For many of the advocates of amnesty, they believe America is a propositional nation. That the values set out in our Declaration of Independence (not our Constitution) are universal themes that everyone aspires to. They believe (and our laws on asylum promote this belief) that the United States is unique in providing constitutional protections to people who have run afoul of the political powers in their home countries. Now of course this has been expanded to protection for gay men and women in countries with official positions opposing homosexuality.
They do not seem to understand or appreciate how much of what makes the United States what it is, is the Northern European culture that for most of its history dominated it. The Protestant ethic and desire for a sense of order is what allowed community to thrive. All you have to do is listen to Garrison Keillor poke fun at the German Catholics and the Norwegian Lutherans in Lake Wobegon to see how different that is from Southern California with its pastiche of cultures primarily the cultures from the different areas of Mexico and El Salvador, China, Korea, Armenia, Thailand, Iran, Israel. We certainly have better food, but is there more crime? Is there less trust? Is any of that related to fostering illegal immigration.
On one level anyone who supports amnesty is a traitor. That person is a traitor because he is sanctioning someone for violating the law which undermines the rule of law. When we allow someone who breaks the rules to benefit from breaking the rules, while someone who plays by the rules, must wait for entry to the country, we encourage law breaking.
RE: the pundits who urged us to war against Iraq are traitors. Again the issue is were they working against America’s interest. Many of them believed they were working in Israel’s interest but they also believed that in doing so they were working in America’s interest.

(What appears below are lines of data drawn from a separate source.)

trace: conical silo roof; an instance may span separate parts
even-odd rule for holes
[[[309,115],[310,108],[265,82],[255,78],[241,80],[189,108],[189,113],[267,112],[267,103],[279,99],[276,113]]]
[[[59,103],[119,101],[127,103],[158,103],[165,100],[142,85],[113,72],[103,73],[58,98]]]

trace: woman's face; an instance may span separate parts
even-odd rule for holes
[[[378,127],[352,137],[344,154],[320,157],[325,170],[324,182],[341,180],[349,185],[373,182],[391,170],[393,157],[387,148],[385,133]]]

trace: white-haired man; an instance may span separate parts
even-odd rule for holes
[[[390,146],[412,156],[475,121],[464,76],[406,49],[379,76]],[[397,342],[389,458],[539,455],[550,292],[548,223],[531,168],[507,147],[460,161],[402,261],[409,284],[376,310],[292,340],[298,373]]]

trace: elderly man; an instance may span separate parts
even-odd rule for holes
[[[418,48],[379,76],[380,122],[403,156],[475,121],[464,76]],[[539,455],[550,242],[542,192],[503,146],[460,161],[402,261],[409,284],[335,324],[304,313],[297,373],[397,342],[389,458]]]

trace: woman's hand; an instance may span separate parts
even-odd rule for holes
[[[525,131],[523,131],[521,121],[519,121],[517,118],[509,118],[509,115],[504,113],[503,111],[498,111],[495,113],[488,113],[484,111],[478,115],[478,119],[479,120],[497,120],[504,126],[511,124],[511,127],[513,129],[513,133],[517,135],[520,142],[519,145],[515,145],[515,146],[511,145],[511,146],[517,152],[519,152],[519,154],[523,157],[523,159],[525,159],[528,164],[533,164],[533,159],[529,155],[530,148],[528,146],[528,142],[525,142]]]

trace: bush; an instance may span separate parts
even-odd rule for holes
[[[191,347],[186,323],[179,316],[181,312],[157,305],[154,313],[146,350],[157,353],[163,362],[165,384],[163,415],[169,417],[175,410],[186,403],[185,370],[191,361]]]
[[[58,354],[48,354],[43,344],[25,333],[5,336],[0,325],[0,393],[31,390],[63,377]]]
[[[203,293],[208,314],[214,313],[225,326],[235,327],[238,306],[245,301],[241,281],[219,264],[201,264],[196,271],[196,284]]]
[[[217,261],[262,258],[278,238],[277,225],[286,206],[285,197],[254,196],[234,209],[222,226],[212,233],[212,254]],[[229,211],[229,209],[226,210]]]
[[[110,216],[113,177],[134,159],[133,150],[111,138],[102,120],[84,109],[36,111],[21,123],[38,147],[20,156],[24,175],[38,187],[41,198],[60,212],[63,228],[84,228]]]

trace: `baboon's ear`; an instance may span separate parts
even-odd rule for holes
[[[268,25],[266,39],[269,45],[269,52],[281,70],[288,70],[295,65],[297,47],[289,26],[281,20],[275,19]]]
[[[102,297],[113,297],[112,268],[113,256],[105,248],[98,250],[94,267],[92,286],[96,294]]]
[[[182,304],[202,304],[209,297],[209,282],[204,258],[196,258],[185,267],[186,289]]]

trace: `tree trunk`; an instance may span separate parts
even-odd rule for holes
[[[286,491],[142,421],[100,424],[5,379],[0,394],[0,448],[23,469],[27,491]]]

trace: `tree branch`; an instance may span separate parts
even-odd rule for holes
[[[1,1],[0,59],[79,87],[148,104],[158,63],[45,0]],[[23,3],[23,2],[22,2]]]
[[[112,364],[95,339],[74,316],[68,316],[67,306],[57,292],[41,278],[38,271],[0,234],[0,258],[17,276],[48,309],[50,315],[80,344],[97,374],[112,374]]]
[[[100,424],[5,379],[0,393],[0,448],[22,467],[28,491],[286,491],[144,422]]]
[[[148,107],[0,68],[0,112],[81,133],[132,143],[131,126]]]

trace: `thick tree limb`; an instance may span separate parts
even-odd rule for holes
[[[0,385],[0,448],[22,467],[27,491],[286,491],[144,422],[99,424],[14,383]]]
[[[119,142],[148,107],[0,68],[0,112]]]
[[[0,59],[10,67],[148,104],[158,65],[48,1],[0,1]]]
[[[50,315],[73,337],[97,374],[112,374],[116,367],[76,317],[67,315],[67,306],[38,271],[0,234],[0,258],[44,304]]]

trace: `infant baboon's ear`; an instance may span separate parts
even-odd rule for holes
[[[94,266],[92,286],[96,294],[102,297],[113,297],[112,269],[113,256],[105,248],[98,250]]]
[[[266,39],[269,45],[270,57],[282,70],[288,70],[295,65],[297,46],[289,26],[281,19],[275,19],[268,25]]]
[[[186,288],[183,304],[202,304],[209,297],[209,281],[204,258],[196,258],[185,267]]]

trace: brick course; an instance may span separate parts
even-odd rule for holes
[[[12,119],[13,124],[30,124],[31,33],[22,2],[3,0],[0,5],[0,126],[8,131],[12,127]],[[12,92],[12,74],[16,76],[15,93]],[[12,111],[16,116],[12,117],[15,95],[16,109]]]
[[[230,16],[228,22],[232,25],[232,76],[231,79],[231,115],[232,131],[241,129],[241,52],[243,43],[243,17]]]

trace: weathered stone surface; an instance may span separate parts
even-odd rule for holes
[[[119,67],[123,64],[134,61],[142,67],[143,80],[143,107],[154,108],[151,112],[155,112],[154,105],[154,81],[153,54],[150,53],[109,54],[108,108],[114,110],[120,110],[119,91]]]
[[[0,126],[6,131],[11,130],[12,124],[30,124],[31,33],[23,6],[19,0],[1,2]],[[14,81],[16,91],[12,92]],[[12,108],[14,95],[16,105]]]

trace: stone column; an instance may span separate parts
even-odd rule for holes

I don’t think they could accurately be described as traitors since they didn’t believe that they were harming American interests even though in fact the Iraq intervention was probably the worst foreign policy move in America’s history and definitely moved us from responsive or defensive war to peremptory or aggressive war. This also brings into play the whole notion of dual loyalty. Is it possible that countries in fact have identical interests? A short glance at historical disputes shows that countries always have disparate interests, but sometimes their common interests outweigh those. What is best for Israel is not always what is best for the U.S. and vice versa. I don’t know whether the Jewish neo-cons honestly believe the interests are the same, or whether they understand the policies they advance are better for Israel, and downplay the downside for the U.S.